L’infiammazione, a sua volta, può interferire con il funzionamento del nervo vago, una struttura fondamentale che collega intestino e cervello e trasmette informazioni sullo stato interno dell’organismo. Quando questa comunicazione si indebolisce, il cervello riceve meno segnali utili, con un impatto diretto su aree cruciali per la memoria, come l’ippocampo. Il risultato può essere una riduzione della capacità di formare e consolidare nuovi ricordi.
Sebbene questi risultati derivino da studi su modelli animali, aprono nuove prospettive anche per la pratica clinica. Intervenire sul microbioma intestinale, modulare l’infiammazione o sostenere la funzione del nervo vago potrebbe rappresentare, in futuro, una strategia per preservare la memoria e rallentare il declino cognitivo.

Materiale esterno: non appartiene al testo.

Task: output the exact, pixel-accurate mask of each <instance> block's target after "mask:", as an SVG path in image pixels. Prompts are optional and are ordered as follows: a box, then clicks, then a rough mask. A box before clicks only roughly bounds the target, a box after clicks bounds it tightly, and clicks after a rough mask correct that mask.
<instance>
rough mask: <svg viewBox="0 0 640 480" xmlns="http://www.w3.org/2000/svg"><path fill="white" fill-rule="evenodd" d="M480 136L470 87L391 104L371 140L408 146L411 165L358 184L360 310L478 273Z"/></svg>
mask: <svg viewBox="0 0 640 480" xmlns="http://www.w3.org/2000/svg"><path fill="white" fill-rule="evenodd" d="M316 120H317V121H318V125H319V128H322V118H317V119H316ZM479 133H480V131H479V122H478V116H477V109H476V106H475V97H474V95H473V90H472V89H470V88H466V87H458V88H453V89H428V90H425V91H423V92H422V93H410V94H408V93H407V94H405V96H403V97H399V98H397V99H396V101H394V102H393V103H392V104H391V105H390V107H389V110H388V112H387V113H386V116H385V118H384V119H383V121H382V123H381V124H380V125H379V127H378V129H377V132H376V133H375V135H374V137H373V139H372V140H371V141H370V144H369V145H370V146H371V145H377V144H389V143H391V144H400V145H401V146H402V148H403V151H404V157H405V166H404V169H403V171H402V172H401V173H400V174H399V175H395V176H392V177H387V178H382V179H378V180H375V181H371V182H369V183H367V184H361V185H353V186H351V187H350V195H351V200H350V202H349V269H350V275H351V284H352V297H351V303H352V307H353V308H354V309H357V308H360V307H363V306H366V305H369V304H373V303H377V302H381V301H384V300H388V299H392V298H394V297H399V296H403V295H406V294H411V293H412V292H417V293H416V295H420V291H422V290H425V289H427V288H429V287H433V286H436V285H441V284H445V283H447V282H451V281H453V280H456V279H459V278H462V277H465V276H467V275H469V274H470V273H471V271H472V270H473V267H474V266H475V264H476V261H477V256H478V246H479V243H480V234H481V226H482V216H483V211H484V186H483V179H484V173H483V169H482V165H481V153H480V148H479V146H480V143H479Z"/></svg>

È importante sottolineare che si tratta di un ambito di ricerca ancora in evoluzione. Tuttavia, questi dati rafforzano un concetto chiave: la salute del cervello è strettamente connessa a quella dell’intero organismo, e in particolare all’equilibrio dell’intestino.
Prendersi cura del proprio stile di vita, dell’alimentazione e del benessere generale rimane quindi un elemento fondamentale per supportare la funzione cognitiva nell’invecchiamento.
FONTI: Cox TO, et al. Intestinal interoceptive dysfunction drives age-associated cognitive decline. Nature. 2026 Apr;652(8109):442-450. doi: 10.1038/s41586-026-10191-6. Epub 2026 Mar 11. PMID: 41813891; PMCID: PMC13061634.